Ma l’adolescente Imane Khelif è andata dritta per la sua strada, e alla fine anche il padre ha ceduto davanti all’insistenza della figlia, facendosi però promettere che non avrebbe gravato troppo sulle magre finanze familiari, visto che per gli allenamenti occorreva fare almeno 10 chilometri al giorno per raggiungere il villaggio vicino. Khelif ha così iniziato a lavorare e, grazie anche alla madre, ha via via racimolato il denaro necessario per acquistare i biglietti del bus e andare ad allenarsi in modo regolare.

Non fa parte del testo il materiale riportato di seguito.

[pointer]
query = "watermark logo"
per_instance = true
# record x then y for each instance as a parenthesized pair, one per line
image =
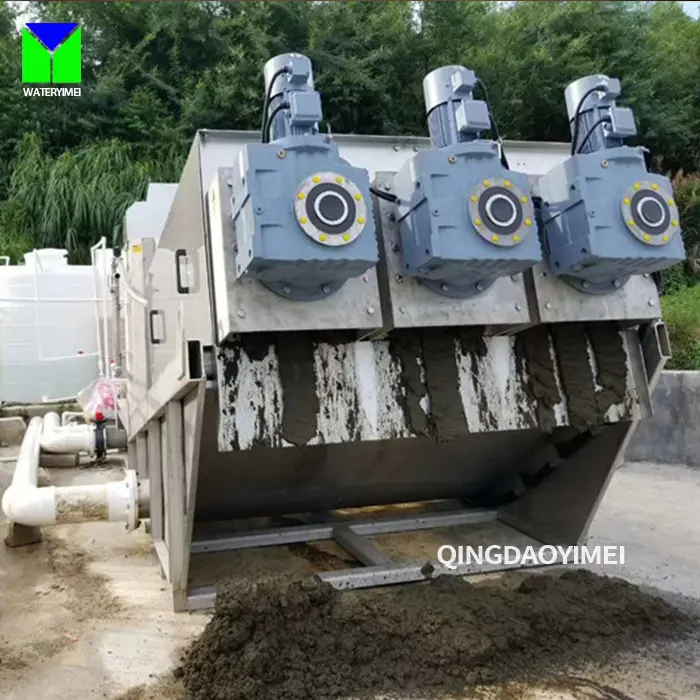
(51, 54)
(454, 558)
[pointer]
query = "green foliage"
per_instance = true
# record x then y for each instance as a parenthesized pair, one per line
(154, 72)
(682, 316)
(72, 200)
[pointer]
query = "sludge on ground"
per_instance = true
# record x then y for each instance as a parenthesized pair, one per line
(296, 638)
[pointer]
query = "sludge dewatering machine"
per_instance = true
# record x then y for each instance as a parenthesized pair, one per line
(340, 322)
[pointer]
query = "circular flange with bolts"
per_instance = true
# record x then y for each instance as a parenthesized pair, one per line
(501, 212)
(650, 213)
(330, 209)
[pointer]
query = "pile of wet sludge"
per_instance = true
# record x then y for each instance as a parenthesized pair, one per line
(294, 638)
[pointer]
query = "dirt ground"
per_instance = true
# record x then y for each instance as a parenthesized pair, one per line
(86, 614)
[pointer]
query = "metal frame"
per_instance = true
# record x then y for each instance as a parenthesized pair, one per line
(378, 569)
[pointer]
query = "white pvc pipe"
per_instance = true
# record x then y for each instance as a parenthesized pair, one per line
(66, 439)
(27, 504)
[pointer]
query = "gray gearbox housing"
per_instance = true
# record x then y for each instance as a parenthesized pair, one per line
(302, 217)
(605, 217)
(464, 219)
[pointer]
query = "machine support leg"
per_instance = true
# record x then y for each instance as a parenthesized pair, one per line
(175, 504)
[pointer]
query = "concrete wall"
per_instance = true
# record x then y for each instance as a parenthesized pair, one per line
(672, 434)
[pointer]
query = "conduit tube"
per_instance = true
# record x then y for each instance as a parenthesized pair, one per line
(27, 504)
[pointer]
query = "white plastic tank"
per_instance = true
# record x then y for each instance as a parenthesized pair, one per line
(48, 327)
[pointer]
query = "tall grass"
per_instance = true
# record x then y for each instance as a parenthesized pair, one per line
(682, 316)
(75, 198)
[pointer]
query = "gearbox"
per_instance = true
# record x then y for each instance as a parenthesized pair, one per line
(605, 216)
(301, 215)
(464, 218)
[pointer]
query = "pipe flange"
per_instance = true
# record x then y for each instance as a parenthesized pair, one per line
(330, 209)
(650, 213)
(131, 483)
(100, 439)
(501, 212)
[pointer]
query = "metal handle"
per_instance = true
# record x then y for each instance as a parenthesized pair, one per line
(151, 329)
(179, 255)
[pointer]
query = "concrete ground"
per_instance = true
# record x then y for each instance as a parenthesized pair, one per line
(86, 614)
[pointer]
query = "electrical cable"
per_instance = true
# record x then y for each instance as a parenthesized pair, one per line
(383, 195)
(494, 125)
(271, 120)
(268, 97)
(602, 120)
(577, 113)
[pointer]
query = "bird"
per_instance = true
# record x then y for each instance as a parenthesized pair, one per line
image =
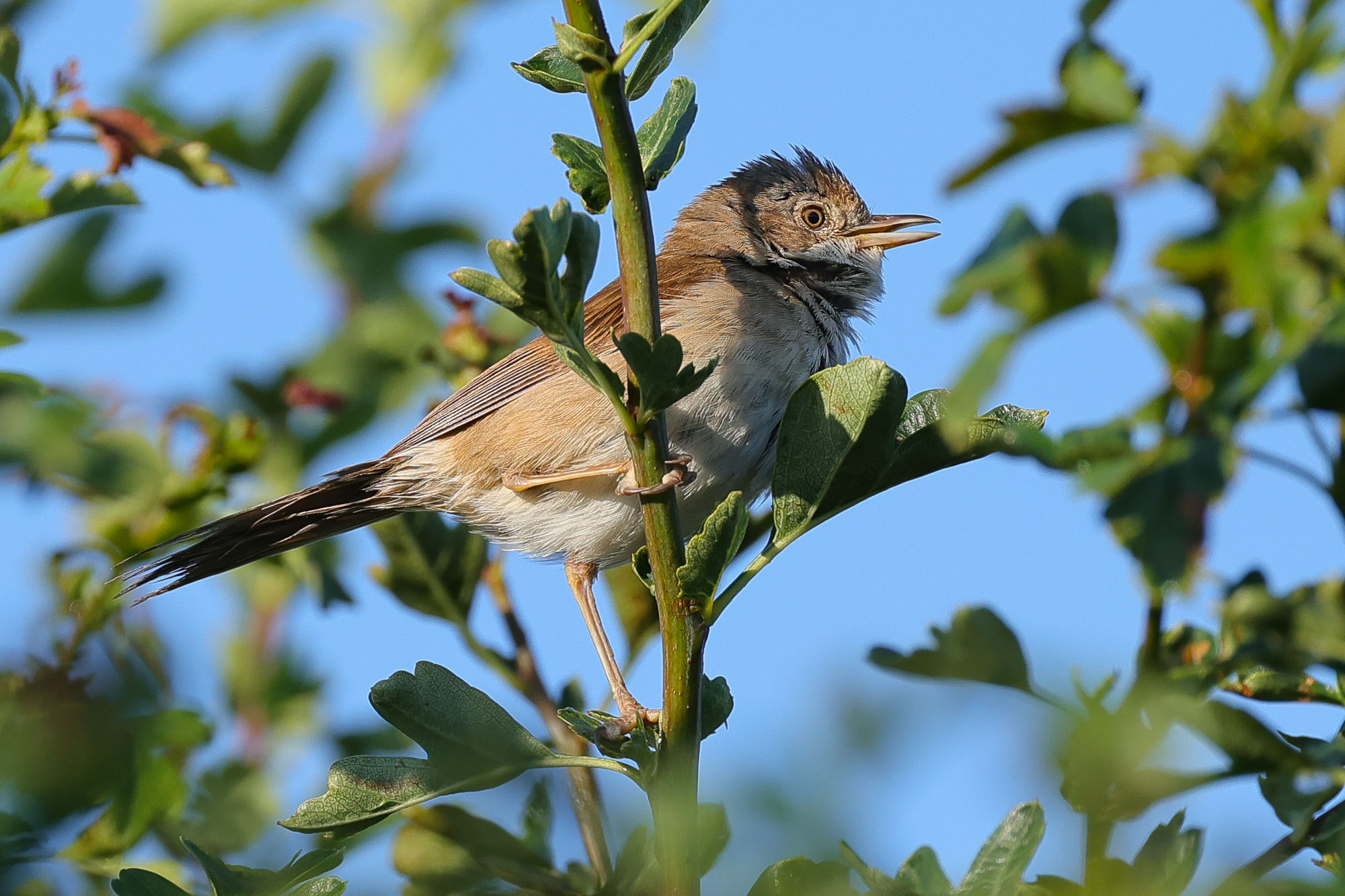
(766, 272)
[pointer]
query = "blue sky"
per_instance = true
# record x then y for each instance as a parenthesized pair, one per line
(899, 95)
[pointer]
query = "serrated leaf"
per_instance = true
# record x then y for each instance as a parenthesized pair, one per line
(662, 138)
(709, 552)
(432, 567)
(997, 869)
(587, 171)
(658, 53)
(978, 646)
(551, 69)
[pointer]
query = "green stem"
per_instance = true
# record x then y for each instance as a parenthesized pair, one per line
(673, 790)
(634, 45)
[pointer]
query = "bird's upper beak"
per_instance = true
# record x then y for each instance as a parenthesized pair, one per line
(887, 232)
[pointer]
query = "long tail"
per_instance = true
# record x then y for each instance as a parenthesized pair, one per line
(346, 499)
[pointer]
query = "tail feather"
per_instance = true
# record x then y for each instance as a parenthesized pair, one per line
(348, 499)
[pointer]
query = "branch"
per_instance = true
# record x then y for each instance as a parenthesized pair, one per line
(584, 794)
(673, 794)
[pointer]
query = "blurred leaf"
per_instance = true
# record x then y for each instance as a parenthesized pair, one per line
(1096, 93)
(662, 138)
(977, 647)
(587, 171)
(432, 567)
(21, 192)
(1321, 368)
(997, 869)
(552, 71)
(65, 280)
(260, 147)
(658, 372)
(802, 876)
(138, 881)
(658, 53)
(181, 21)
(1167, 862)
(923, 874)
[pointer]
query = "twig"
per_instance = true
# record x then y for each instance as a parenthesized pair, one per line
(584, 794)
(673, 792)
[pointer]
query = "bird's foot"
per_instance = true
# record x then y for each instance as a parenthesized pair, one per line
(679, 474)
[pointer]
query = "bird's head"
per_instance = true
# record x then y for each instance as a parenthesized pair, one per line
(798, 214)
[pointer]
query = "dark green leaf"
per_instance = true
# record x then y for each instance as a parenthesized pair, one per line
(583, 49)
(364, 790)
(1321, 368)
(716, 704)
(432, 567)
(1167, 862)
(658, 372)
(85, 192)
(658, 54)
(802, 876)
(662, 138)
(977, 647)
(709, 552)
(999, 866)
(65, 280)
(923, 874)
(138, 881)
(587, 170)
(552, 71)
(462, 729)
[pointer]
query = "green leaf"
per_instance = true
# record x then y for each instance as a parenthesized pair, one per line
(364, 790)
(658, 53)
(138, 881)
(1167, 862)
(84, 192)
(716, 704)
(459, 727)
(1321, 368)
(658, 372)
(836, 443)
(711, 551)
(552, 71)
(587, 171)
(999, 866)
(636, 608)
(65, 280)
(662, 138)
(432, 567)
(802, 876)
(21, 192)
(922, 873)
(584, 50)
(977, 647)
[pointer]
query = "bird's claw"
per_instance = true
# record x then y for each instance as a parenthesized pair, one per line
(679, 474)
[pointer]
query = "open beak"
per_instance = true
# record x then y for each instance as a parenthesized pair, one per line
(888, 232)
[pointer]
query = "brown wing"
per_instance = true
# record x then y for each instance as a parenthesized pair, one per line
(514, 374)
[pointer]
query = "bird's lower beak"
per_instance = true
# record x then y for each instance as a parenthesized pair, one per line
(888, 232)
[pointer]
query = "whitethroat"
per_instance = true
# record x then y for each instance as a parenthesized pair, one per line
(767, 271)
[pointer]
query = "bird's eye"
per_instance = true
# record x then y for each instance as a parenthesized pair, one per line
(813, 216)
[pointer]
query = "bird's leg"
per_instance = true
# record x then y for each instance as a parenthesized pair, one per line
(523, 482)
(582, 576)
(679, 474)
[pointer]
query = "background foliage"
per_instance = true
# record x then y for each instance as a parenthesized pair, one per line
(108, 762)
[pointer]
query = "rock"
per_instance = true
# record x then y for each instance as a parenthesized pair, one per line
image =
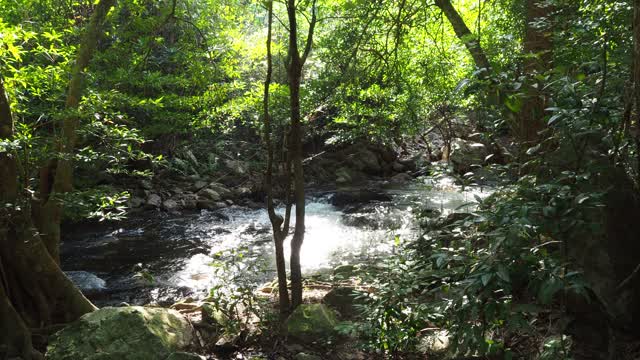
(465, 153)
(146, 184)
(214, 316)
(305, 356)
(350, 197)
(398, 167)
(242, 191)
(86, 281)
(209, 194)
(224, 192)
(123, 333)
(238, 167)
(453, 218)
(154, 200)
(367, 161)
(294, 348)
(310, 322)
(189, 201)
(343, 299)
(199, 185)
(227, 342)
(204, 204)
(360, 221)
(136, 202)
(344, 271)
(170, 205)
(344, 176)
(401, 178)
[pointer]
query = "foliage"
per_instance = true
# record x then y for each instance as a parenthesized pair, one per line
(234, 295)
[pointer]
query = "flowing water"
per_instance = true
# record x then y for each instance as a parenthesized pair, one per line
(161, 257)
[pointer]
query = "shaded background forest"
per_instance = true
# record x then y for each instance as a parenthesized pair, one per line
(174, 89)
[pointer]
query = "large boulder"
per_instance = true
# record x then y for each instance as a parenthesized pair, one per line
(367, 161)
(310, 322)
(209, 194)
(86, 281)
(124, 333)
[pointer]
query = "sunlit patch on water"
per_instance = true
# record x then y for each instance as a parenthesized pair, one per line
(193, 253)
(331, 238)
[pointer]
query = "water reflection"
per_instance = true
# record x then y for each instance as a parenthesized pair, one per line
(178, 252)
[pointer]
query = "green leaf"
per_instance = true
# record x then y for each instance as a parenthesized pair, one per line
(534, 149)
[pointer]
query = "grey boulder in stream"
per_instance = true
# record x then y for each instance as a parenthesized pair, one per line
(124, 333)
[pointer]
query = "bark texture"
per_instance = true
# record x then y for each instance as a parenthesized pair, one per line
(34, 292)
(636, 82)
(57, 176)
(538, 58)
(280, 227)
(295, 64)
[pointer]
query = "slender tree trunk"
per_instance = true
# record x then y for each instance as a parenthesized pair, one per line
(471, 42)
(636, 82)
(280, 227)
(294, 73)
(57, 176)
(34, 292)
(538, 59)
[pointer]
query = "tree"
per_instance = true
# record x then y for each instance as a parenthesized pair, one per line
(280, 226)
(471, 42)
(295, 63)
(537, 60)
(34, 292)
(636, 81)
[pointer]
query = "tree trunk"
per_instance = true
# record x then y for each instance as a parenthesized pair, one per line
(471, 42)
(34, 292)
(538, 59)
(57, 177)
(280, 227)
(294, 73)
(636, 82)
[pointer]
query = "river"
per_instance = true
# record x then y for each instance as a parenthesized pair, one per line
(160, 258)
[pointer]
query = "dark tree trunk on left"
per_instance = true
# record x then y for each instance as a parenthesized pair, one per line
(34, 292)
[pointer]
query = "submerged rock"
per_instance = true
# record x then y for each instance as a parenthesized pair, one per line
(305, 356)
(123, 333)
(350, 197)
(86, 281)
(154, 200)
(310, 322)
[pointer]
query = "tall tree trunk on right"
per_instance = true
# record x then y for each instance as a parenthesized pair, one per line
(538, 59)
(636, 81)
(294, 74)
(280, 226)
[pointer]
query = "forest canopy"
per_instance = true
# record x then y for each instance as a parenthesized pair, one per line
(114, 110)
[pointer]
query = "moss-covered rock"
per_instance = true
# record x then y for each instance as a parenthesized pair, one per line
(310, 322)
(126, 333)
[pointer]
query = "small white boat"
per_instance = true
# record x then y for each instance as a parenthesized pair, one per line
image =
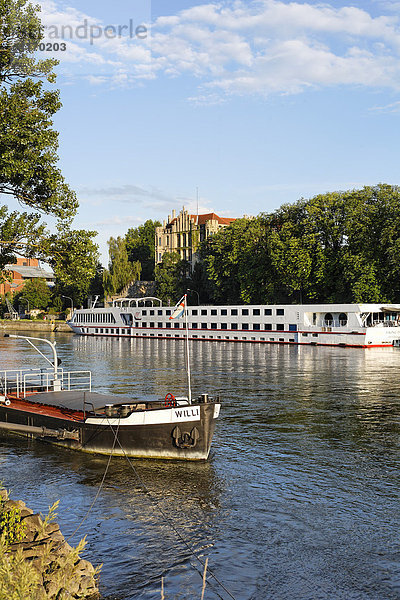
(59, 407)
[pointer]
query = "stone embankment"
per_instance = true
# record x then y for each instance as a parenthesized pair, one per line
(35, 559)
(7, 325)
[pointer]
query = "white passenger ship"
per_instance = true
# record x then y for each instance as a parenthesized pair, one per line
(354, 325)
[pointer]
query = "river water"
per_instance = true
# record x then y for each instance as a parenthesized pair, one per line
(300, 497)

Dopo tanti sacrifici, a 19 anni sono arrivati i primi riconoscimenti: ha raggiunto il 17esimo posto ai Campionati del Mondo 2018 a Nuova Delhi (India), dopo di che ha rappresentato l’Algeria ai Campionati del Mondo 2019 in Russia, dove si è piazzata 33esima.

“Ho iniziato con niente e ora ho tutto”, ha raccontato Imane Khelif in un’intervista a Unicef, della quale è ambasciatrice. Adesso “entrambi i miei genitori vengono a sostenermi. Sono i miei più grandi fan”.

Il suo messaggio per i giovani

Da ambasciatrice dell’Unicef, come ha raccontato, il suo obiettivo è quello di diffondere il messaggio di quanto sia importante lo sport, soprattutto in un contesto come quello algerino, in cui le opportunità per le ragazze sono limitate e dove l’obesità sta diventando una seria sfida per la salute pubblica. L’Algeria, infatti, ha un tasso di obesità del 22%, tra i più alti al mondo, il 12,8% se si guarda solo ai bambini che hanno meno di 5 anni. “Molti genitori – ha affermato Khelif – non sono consapevoli dei vantaggi dello sport e di come possa migliorare non solo la forma fisica ma anche il benessere mentale”.

Ma il suo messaggio è rivolto soprattutto ai giovani: “Seguite i vostri sogni. Non lasciate che gli ostacoli abbiano la meglio, bisogna resistere a qualsiasi ostacolo e superalo. Se vinco la medaglia d’oro, madri e padri possono vedere fino a che punto possono andare i loro figli. Voglio in particolare ispirare le ragazze ed i bambini svantaggiati dell’Algeria», ha concluso Imane Khelif.